The self-hosted compiler sh_kodc exists and is the production path. make stage1 builds it, and every kod build / kod run / kod test invocation uses it for codegen when available.

Sources in Kod:

File Role
stdlib/kod/lexing.kod Tokenizer
stdlib/kod/parsing.kod Parser (AST built into a pool of int64 ids)
stdlib/kod/ast.kod AST node types
stdlib/kod/codegen.kod ARM64 assembly emitter
kodc.kod Driver: parses entry + imports, registers types, runs codegen
stdlib/process.kod, stdlib/io.kod, stdlib/testing.kod Stdlib

sh_kodc reads a .kod file and emits ARM64 assembly to stdout, plus a few internal subcommands (_emit-runtime-main) that grow over time as build steps move out of Python.

Build chain

build/stage0/   shared stdlib objects (arena.o, runtime.o, _builtins.o,
                _int64.o, _str.o, _bool.o)
build/stage1/   sh_kodc + its .s/.o, plus runtime_main.{s,o}
build/apps/<stem>/  per-app outputs + the final executable

Bootstrap, driven by the Makefile:

  1. stage0 — the Python interpreter compiles every stdlib module under stdlib/ to assembly, then assembles them. Slow but only happens once per source change.
  2. stage1 — for each of lexing, parsing, codegen, kodc, the Python interpreter drives kodc.kod to emit .s, which as assembles. _emit-runtime-main writes the _main shim. ld links it all into build/stage1/sh_kodc.
  3. After bootstrap, kod build foo.kod uses sh_kodc to compile each module; the Python interpreter is only used as a fallback if sh_kodc is missing or stale.

What's still Python

  • The build orchestrator (kod/builder.py) drives as / ld / clang and walks the module graph. Subprocess support in Kod (process.run in stdlib/process.kod) is the foundation for moving this in; the first step landed (_emit-runtime-main is Kod-native).
  • The Python lexer/parser still exists, used by kod _interpret and as the entry point that walks imports. kod build parses with Python then hands each module to sh_kodc; the parse happens twice in practice.

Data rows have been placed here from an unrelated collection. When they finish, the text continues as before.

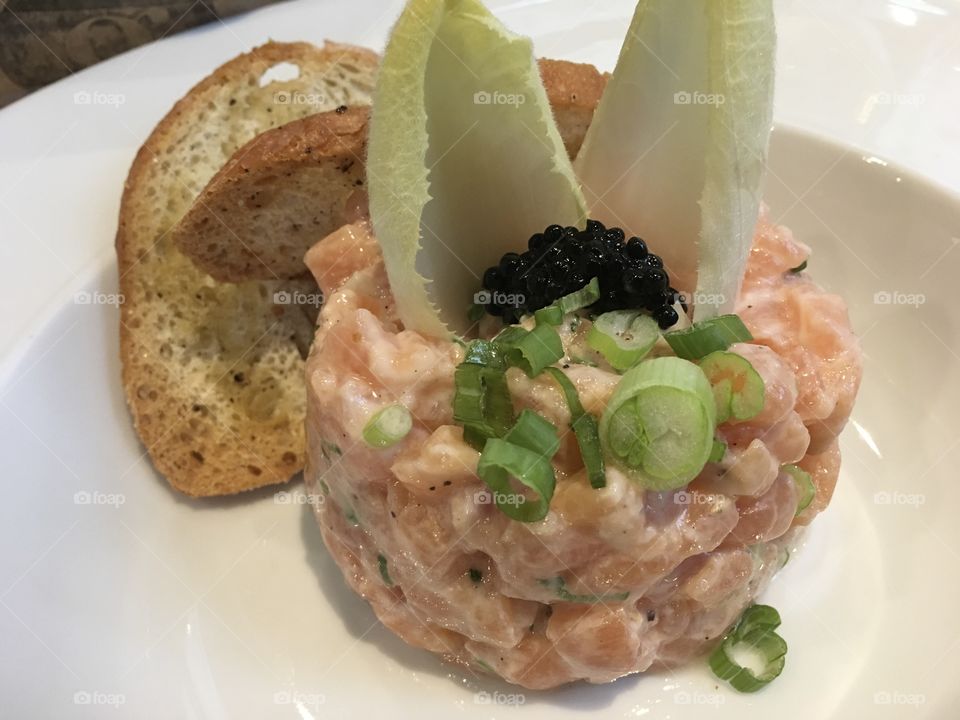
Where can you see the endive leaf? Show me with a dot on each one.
(465, 161)
(678, 144)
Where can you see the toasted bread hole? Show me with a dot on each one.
(281, 72)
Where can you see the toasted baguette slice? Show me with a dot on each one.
(213, 373)
(279, 194)
(290, 187)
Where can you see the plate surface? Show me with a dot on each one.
(119, 598)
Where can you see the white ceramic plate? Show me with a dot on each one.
(119, 598)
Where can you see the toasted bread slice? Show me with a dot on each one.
(277, 196)
(213, 373)
(290, 187)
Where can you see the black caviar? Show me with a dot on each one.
(561, 260)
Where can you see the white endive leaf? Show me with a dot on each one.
(677, 147)
(465, 161)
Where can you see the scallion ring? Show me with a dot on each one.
(755, 634)
(623, 337)
(388, 426)
(659, 423)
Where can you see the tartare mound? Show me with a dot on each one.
(614, 580)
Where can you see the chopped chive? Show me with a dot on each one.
(559, 586)
(584, 426)
(524, 454)
(384, 573)
(805, 487)
(531, 350)
(738, 388)
(481, 401)
(551, 315)
(703, 338)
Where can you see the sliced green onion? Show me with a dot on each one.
(481, 400)
(804, 484)
(703, 338)
(384, 572)
(524, 454)
(500, 461)
(531, 350)
(388, 426)
(485, 352)
(534, 432)
(660, 422)
(758, 617)
(623, 337)
(737, 388)
(579, 299)
(718, 451)
(551, 315)
(585, 428)
(753, 633)
(559, 586)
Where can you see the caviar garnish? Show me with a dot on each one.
(561, 260)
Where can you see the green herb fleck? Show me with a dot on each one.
(559, 586)
(328, 448)
(384, 573)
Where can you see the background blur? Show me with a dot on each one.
(44, 40)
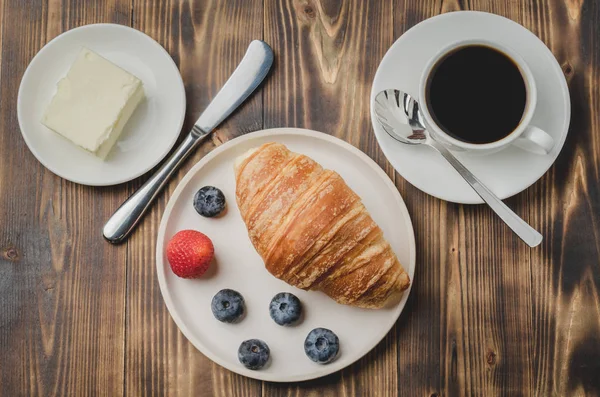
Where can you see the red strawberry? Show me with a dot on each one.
(189, 253)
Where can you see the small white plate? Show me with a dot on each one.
(507, 172)
(150, 133)
(239, 267)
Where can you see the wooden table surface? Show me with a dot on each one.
(486, 315)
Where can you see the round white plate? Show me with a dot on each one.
(507, 172)
(239, 267)
(148, 135)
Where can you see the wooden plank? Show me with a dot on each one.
(327, 53)
(565, 204)
(510, 320)
(62, 291)
(207, 40)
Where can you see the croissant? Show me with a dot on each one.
(313, 231)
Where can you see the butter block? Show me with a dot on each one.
(93, 103)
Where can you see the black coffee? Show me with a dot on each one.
(476, 94)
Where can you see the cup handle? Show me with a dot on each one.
(535, 140)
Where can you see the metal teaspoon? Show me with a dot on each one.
(395, 109)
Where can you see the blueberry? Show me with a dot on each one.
(254, 353)
(209, 201)
(321, 345)
(285, 308)
(227, 306)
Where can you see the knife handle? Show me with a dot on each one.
(122, 222)
(247, 76)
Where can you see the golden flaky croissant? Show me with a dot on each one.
(313, 231)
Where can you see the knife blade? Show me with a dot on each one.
(248, 75)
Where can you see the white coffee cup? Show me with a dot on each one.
(525, 135)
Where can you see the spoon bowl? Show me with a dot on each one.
(399, 116)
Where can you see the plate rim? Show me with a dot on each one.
(119, 179)
(160, 265)
(554, 64)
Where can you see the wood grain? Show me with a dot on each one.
(207, 40)
(62, 290)
(328, 52)
(486, 315)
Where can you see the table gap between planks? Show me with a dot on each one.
(486, 316)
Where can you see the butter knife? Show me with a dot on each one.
(247, 76)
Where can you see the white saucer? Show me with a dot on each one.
(507, 172)
(150, 133)
(239, 267)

See TODO.md for the running list of Python-deletion work.

Codegen design

codegen.kod is a single-pass emitter built around a few key data structures:

  • Expression / statement / type-expr pools on the parser: AST nodes are stored in flat arrays and referenced by int64 ids.
  • Struct / enum / interface tables on the codegen: registration happens before compilation; field/method lookups index these tables.
  • Register pool: x8x15 used as expression temporaries; saved/restored across calls via stack spills as needed.
  • Generic monomorphisation: each unique Map[str, int64] instantiation gets its own struct entry; methods compile once per instantiation.
  • Interface dispatch: {data_ptr, vtable_ptr} cells in the arena, one vtable per (struct, interface) pair; primitives box implicitly.

Verifying self-hosting

$ make bootstrap
$ build/stage1/sh_kodc tests/map.kod > /tmp/sh.s
$ uv run kod _interpret kodc.kod tests/map.kod > /tmp/py.s
$ diff /tmp/sh.s /tmp/py.s

sh_kodc and the interpreter-driven kodc.kod produce identical assembly. tests/examples_test.py::test_selfhost_matches_interpreter runs this check in CI.